First Step, Save Money

Global Crossing, an IP networking carrier, closely tracks the cash savings from using its UC services. For example, the company's chief operations officer holds weekly global staff meetings of about 16 employees via OCS videoconference. That setup is one piece of a UC deployment that saves an estimated $16,000 to $25,000 a week on conferencing services; 30% on long distance by making IP calls between offices and routing customer calls through local, VoIP-enabled Global Crossing offices; and 40% on the travel costs of the chief operations officer's staff by eliminating flights to and from meetings.

But Global Crossing wanted to get employees responding more quickly to customer problems and increase customer satisfaction. As part of that effort, Fuqua's team began looking at how employees used communication tools when responding, digging into data such as when, where, and how long employees were on the phone and in conference calls.

UC should be in the apps people use
every day,Global Crossing’s Fuqua says

UC should be in the apps people use
every day, Global Crossing's Fuqua says

What Fuqua found was that Global Crossing was paying too much and getting too little in return for a muddle of disparate collaboration technologies, such as standalone audioconferencing, Web conferencing, videoconferencing, and telephony, that could be simplified by relying instead on a unified communications platform like Microsoft's OCS.

It wasn't just the cost that was troubling. Since the tools didn't have common IP features like presence awareness, employees often didn't know the best way to reach colleagues when trying to fix a problem, or even whom to call, and both customer service and worker productivity suffered. When a service order was delayed because of parts not coming in from a supplier, customers were sometimes left for days without sufficient explanation because employees didn't know whom to call.

When a company is looking at these kinds of big process improvements, it can be a good time to bring UC in, says consultant Nick Lippis, because there tends to be a large budget attached to it, and "you can add something like UC software because it adds more value to an investment you're already making."

Fuqua thinks that for UC to pay off, it must be integrated into the business applications people use every day, which at Global Crossing includes Microsoft Outlook and an application that tracks order workflows. Now, when employees log on to the order workflow app, each step shows the name of an employee who can answer questions about it, with an icon showing whether the employee is available for a chat. Largely through the use of this app internally, Fuqua estimates Global Crossing can fix problems, such as a mistake when changing a network design specification, 15% to 25% faster.

By midyear, Global Crossing will give customers a similar view into who's available to solve a problem. Using OCS's presence capabilities, a portal will let customers with service problems log in to see contact information about whom to call and a presence function that tells the customer which contacts are at their desks.
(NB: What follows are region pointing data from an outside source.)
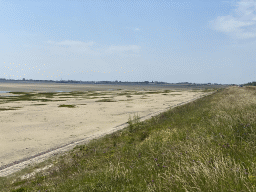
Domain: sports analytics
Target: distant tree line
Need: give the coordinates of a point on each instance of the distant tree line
(251, 83)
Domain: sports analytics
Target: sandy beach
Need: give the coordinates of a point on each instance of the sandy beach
(37, 126)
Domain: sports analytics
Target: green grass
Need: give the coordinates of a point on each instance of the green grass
(205, 145)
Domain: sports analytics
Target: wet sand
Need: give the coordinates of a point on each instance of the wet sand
(32, 129)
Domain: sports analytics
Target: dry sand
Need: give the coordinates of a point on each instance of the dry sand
(32, 129)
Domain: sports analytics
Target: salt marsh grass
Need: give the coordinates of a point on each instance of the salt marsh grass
(205, 145)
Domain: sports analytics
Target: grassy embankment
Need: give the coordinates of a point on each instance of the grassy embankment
(206, 145)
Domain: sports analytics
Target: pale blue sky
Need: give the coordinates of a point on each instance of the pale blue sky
(197, 41)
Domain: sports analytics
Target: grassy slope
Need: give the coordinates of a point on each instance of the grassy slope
(206, 145)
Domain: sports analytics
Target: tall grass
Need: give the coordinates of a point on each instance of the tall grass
(206, 145)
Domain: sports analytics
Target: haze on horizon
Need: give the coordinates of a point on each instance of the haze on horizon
(170, 41)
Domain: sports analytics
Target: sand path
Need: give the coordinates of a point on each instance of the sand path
(32, 130)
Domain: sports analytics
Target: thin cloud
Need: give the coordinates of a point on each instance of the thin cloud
(241, 24)
(77, 48)
(123, 49)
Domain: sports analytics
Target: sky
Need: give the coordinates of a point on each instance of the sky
(197, 41)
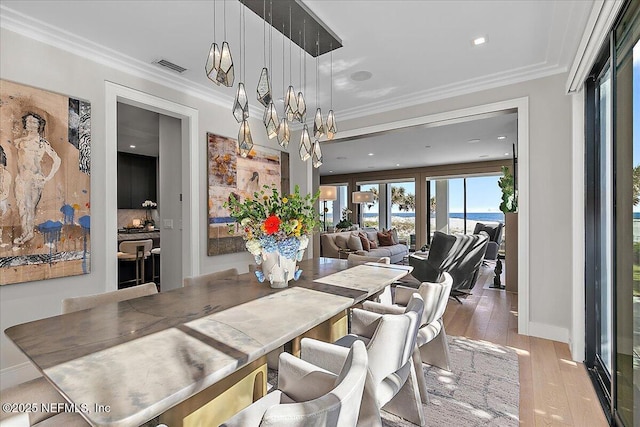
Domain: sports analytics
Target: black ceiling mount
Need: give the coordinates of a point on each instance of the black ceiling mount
(302, 19)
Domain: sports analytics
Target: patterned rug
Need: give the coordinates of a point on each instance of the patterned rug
(481, 390)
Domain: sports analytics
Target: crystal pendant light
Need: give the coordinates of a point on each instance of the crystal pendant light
(264, 85)
(213, 58)
(284, 134)
(225, 71)
(317, 155)
(271, 121)
(245, 142)
(332, 129)
(241, 103)
(305, 144)
(318, 126)
(290, 101)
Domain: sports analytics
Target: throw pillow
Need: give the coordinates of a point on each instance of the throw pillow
(354, 243)
(365, 242)
(385, 239)
(342, 242)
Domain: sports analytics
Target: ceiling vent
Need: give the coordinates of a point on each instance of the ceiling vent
(171, 66)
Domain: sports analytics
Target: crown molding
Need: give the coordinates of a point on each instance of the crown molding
(466, 87)
(41, 31)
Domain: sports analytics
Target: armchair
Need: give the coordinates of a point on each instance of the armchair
(460, 255)
(392, 381)
(495, 238)
(310, 396)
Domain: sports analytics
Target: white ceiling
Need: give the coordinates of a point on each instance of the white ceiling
(416, 51)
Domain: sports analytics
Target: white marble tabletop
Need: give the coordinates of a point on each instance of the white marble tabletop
(143, 356)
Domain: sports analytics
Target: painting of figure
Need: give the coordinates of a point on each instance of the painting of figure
(229, 173)
(44, 184)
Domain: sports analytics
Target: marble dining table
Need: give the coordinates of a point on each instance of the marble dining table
(141, 357)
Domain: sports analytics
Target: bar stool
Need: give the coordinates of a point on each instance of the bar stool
(155, 253)
(135, 251)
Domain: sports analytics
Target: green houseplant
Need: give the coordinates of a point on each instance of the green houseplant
(509, 195)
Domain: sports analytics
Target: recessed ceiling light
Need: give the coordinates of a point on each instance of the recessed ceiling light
(480, 40)
(360, 76)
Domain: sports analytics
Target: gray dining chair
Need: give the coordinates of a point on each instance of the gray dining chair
(308, 395)
(390, 338)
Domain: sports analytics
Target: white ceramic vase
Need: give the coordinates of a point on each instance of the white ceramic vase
(277, 269)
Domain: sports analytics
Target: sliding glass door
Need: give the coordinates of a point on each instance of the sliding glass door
(613, 222)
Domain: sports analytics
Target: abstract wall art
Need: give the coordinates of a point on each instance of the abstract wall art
(45, 165)
(230, 173)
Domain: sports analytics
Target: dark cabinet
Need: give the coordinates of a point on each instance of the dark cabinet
(136, 180)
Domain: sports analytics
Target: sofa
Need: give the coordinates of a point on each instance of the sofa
(347, 241)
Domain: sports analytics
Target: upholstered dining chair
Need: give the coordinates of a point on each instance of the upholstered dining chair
(431, 341)
(69, 305)
(210, 277)
(310, 396)
(136, 251)
(392, 382)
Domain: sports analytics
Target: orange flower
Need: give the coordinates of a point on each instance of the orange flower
(272, 224)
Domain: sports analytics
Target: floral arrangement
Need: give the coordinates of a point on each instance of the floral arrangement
(272, 222)
(345, 222)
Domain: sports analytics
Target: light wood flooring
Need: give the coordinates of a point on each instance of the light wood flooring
(554, 390)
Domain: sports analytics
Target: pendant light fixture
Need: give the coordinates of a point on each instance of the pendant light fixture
(290, 102)
(284, 134)
(213, 58)
(332, 128)
(241, 103)
(225, 70)
(271, 115)
(301, 114)
(318, 126)
(264, 85)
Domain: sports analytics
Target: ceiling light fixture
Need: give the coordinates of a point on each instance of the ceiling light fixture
(480, 40)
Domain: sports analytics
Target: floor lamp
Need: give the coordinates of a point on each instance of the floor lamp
(327, 192)
(360, 198)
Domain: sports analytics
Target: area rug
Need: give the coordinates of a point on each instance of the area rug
(482, 388)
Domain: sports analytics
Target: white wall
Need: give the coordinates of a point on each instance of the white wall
(550, 190)
(169, 204)
(72, 74)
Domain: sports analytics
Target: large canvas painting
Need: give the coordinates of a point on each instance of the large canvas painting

Global Crossing also is testing what it calls M-Bots, or mobile bots. When engineers or salespeople want a piece of pertinent information like recent sales to a customer or the status of a trouble ticket, they can use Office Communicator Mobile on a smartphone to message to a chat bot, which responds with a list of options on what kind of information to return. However, Fuqua recommends mobile UC apps be as simple as possible because of the limited power of mobile devices.